I think back to the year that I convinced my mom to take me into the city to see the Christmas tree lighting at Rockefeller Center. I was one of those crazy teenagers standing outside the Live At Five Studio waving posters during the news broadcast. Once it was dark enough, the tree was lit. Less than five seconds later, mass chaos broke out.
It was wall to wall people. Instinctively, I reached out and grabbed onto the back of my mother’s coat to make sure I didn’t lose her in the crowd. It took what seemed to be hours to get down the few blocks to our train.
While it was thrilling to be there, at that moment, I would have rather been home on my couch watching the show. There were so many people in front of me that I could barely see the bottom half of the tree.
Weighing the pros and cons, I try to explain to her that we would probably need to camp out two days ahead of time in order to secure a spot close enough to the stage. This fact does not seem to deter her. In fact, it fuels her desire to hop on the next train down to Manhattan. As she starts throwing items into her backpack, I tell her that it is not going to happen.

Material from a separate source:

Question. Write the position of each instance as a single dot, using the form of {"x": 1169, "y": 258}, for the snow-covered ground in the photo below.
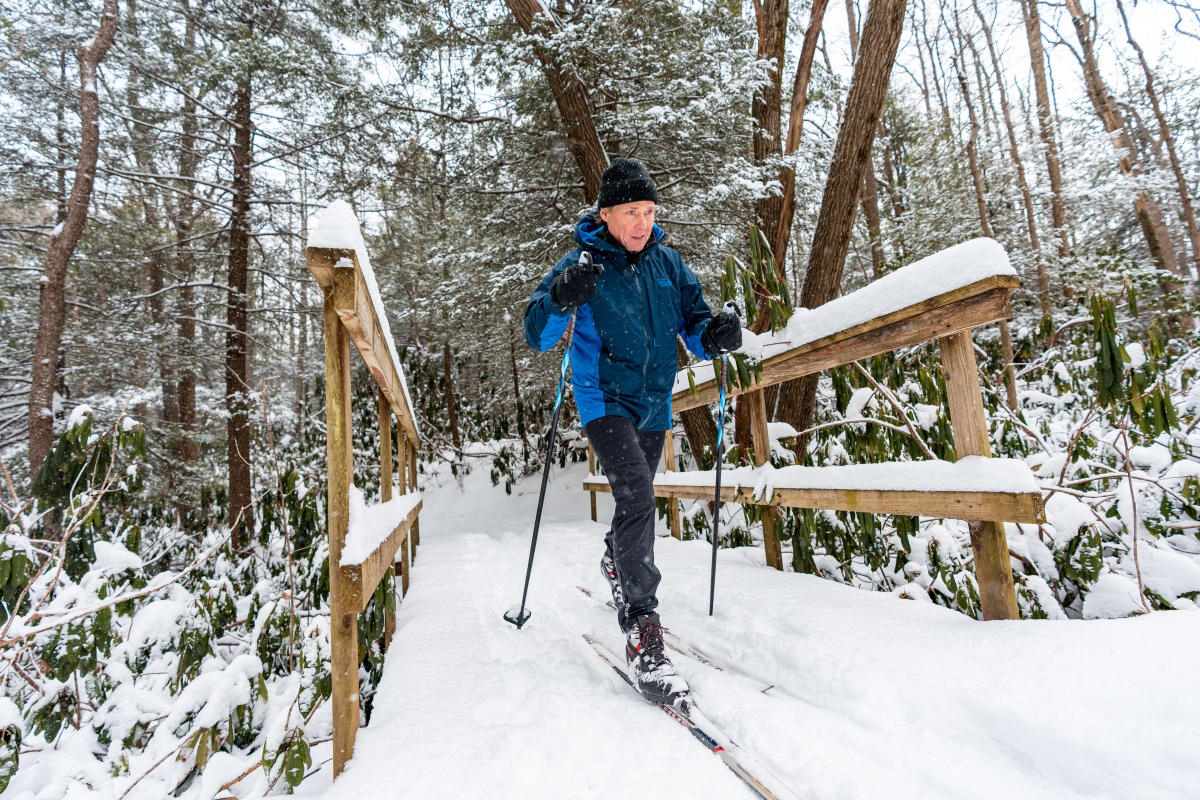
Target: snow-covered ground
{"x": 871, "y": 696}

She put on her best puppy dog eyes and reminded me that I didn’t let her stand outside the stage door at Roseland Ballroom a few weeks back. Never mind that she attended the same concert a day before in Long Island. She argues that she didn’t get to meet Darren Criss. This is the ammunition she brings out to make me feel bad enough to stand among the throes of people on the off chance she will catch a glimpse of her latest obsession.
As I put on my most convincing voice, I try to persuade her that if we stay home, she will be able to see the concert up close and personal. I work on selling her on the fact that her Tweet might get shown during the broadcast.
According to my daughter, I do not understand, but I do. It wasn’t that long ago that I was a teenager, obsessed with the latest and greatest boy band or hunky solo artist.
Maybe I should bring her smack dab in the middle of all the chaos. Let her experience the thrill and give her the wisdom, so that someday when she is in my position, she will say no to her daughter too.